But they were on the wrong side.
“What the hell?” One of the standing mercenaries shouted at the one who’d done the shooting. The shooter stared down at his weapon, looking completely baffled. Before he could respond, the first soldier smashed him across the face with the butt of his rifle.
Another, standing nearby, stared at Taylor. He pointed.
“Wait! It’s her! It’s her!”
Taylor telekinetically yanked his weapon away as far as she could with the tether, pulled it taut, and used it to clothesline the nearest soldier.
The last one standing lunged at her. Taylor had to resort to more physical tactics. She kicked him in the groin, then swept out his legs. A move that Isabela had taught her. Before he hit the ground, Taylor telekinetically grabbed his rifle and smashed it into his face.

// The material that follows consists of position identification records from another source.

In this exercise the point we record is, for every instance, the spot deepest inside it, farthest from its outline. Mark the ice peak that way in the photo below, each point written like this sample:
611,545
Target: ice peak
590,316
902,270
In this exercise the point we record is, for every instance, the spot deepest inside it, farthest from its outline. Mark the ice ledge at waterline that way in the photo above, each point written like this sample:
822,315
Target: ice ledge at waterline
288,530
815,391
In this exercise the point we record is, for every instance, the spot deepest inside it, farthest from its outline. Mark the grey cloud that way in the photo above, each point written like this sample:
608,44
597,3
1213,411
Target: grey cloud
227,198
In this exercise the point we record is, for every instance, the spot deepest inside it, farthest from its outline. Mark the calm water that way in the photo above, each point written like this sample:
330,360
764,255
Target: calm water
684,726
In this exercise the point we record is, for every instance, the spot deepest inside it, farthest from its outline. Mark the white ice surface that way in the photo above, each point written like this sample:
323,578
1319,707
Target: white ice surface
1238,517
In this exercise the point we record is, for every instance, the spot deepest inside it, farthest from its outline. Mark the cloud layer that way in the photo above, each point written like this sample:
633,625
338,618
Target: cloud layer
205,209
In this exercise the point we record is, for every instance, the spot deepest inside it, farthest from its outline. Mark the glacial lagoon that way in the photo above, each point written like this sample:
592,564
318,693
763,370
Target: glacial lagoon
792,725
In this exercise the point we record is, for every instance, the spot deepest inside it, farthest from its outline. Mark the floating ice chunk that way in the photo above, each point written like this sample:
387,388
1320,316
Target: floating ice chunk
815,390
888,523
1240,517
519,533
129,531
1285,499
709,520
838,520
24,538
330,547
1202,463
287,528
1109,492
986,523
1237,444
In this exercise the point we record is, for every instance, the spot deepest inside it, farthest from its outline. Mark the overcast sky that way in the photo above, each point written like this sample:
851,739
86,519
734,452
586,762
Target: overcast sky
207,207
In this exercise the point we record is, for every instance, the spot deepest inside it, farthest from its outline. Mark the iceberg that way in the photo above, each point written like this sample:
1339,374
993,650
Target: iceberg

“You—you’re supposed to be on our side,” one of the wounded mercenaries mumbled.
Before they could regain any footing, Taylor focused on their weapons and bent the barrels down so they weren’t usable.
“Stay down,” she said. “And maybe I’ll heal you when this is over.”
Five plodded forward, two of Caleb’s duplicates clinging to his legs. He stomped down on one, crushing its head and causing it to vanish. He snarled and picked up the other one just as Daniela unleashed a torrent of stone-vision in his direction. Five used the clone as a shield, then slung the chunk of rock back in Daniela’s direction.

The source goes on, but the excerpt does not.